Seemingly doubling down on his comments in April (following what he called Europe’s “flawed asylum policy”), George Soros has expanded his demands from four to seven fundamental pillars on how to prevent the collapse of the European Union. In an article penned for Foreign Policy titled “This Is Europe’s Last Chance to Fix Its Refugee Policy,” Soros details his plan (over-riding the current “piecemeal approach”) for rescuing Europe before it is too late. Simply put, the billionaire says the EU must take in hundreds of thousands of refugees a year, spend at least 30 billion euros (a minor sum, since he believes it can all be financed by debt and taxes) or Europe faces an “existential threat.”
Soros begins ominously: The EU’s piecemeal solutions are coming apart. Only a surge of financial and political creativity can avoid a catastrophe.

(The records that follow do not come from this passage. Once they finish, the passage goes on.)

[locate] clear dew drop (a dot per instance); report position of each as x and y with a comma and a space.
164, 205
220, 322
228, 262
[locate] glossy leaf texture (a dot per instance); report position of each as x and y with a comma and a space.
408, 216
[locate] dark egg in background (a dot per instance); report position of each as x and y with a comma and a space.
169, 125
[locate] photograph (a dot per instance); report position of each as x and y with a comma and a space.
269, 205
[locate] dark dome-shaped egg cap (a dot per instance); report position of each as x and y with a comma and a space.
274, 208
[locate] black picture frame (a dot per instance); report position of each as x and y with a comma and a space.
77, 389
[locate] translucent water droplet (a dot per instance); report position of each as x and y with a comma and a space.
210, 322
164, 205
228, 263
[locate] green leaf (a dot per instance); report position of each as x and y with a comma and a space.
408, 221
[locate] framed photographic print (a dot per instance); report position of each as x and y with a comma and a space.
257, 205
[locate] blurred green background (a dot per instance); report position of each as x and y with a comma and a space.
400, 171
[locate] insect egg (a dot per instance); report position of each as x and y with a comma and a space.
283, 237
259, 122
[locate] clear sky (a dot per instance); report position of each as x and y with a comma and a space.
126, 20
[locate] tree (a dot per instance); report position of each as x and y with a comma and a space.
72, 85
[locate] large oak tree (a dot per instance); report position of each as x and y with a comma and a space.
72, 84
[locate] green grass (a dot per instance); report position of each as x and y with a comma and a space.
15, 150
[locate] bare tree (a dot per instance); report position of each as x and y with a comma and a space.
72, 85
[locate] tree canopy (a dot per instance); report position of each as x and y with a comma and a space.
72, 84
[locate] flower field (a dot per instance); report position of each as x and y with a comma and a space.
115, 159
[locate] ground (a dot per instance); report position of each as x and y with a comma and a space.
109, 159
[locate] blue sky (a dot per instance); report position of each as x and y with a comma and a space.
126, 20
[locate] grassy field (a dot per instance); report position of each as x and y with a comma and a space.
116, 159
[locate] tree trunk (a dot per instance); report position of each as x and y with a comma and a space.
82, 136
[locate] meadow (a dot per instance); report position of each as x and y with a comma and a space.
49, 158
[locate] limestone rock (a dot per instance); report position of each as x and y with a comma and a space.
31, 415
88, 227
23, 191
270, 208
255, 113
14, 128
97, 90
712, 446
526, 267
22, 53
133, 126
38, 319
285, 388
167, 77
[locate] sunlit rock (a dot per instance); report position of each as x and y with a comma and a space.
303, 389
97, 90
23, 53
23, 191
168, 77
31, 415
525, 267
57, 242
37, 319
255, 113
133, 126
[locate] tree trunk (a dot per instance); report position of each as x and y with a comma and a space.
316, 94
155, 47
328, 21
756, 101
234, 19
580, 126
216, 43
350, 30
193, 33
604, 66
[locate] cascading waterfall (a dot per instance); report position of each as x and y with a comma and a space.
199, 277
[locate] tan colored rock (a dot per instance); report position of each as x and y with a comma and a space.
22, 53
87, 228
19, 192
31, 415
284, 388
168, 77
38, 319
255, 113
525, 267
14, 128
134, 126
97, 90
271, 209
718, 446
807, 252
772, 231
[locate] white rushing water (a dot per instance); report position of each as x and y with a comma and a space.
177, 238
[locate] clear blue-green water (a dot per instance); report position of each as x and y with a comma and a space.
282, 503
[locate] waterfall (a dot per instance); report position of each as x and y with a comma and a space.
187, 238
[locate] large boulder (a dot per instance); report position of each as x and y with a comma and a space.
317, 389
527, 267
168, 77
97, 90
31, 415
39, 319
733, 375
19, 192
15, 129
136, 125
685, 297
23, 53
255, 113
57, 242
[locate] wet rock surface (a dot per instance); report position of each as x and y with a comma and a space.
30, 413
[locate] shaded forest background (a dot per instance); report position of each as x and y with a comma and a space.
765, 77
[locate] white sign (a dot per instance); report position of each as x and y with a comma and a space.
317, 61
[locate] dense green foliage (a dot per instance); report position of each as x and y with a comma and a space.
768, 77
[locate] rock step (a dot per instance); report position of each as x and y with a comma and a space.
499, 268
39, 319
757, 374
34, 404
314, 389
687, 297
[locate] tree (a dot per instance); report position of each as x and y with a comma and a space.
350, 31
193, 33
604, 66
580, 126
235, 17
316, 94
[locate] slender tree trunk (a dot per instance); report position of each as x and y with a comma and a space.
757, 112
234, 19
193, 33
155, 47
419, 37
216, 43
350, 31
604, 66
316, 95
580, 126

The refugee crisis was already leading to the slow disintegration of the European Union. Then, on June 23, it contributed to an even greater calamity — Brexit. Both of these crises have reinforced xenophobic, nationalist movements across the continent. They will try to win a series of key votes in the coming year — including national elections in France, the Netherlands, and Germany in 2017, a referendum in Hungary on EU refugee policy on Oct. 2, a rerun of the Austrian presidential election on the same day, and a constitutional referendum in Italy in October or November of this year.
Rather than uniting to resist this threat, EU member states have become increasingly unwilling to cooperate with one another. They pursue self-serving, discordant migration policies, often to the detriment of their neighbors. In these circumstances, a comprehensive and coherent European asylum policy is not possible in the short term, despite the efforts of the EU’s governing body, the European Commission. The trust needed for cooperation is lacking. It will have to be rebuilt through a long and laborious process.
This is unfortunate, because a comprehensive policy ought to remain the highest priority for European leaders; the union cannot survive without it. The refugee crisis is not a one-off event; it augurs a period of higher migration pressures for the foreseeable future, due to a variety of causes including demographic and economic imbalances between Europe and Africa, unending conflicts in the broader region, and climate change. Beggar-thy-neighbor migration policies, such as building border fences, will not only further fragment the union; they also seriously damage European economies and subvert global human rights standards.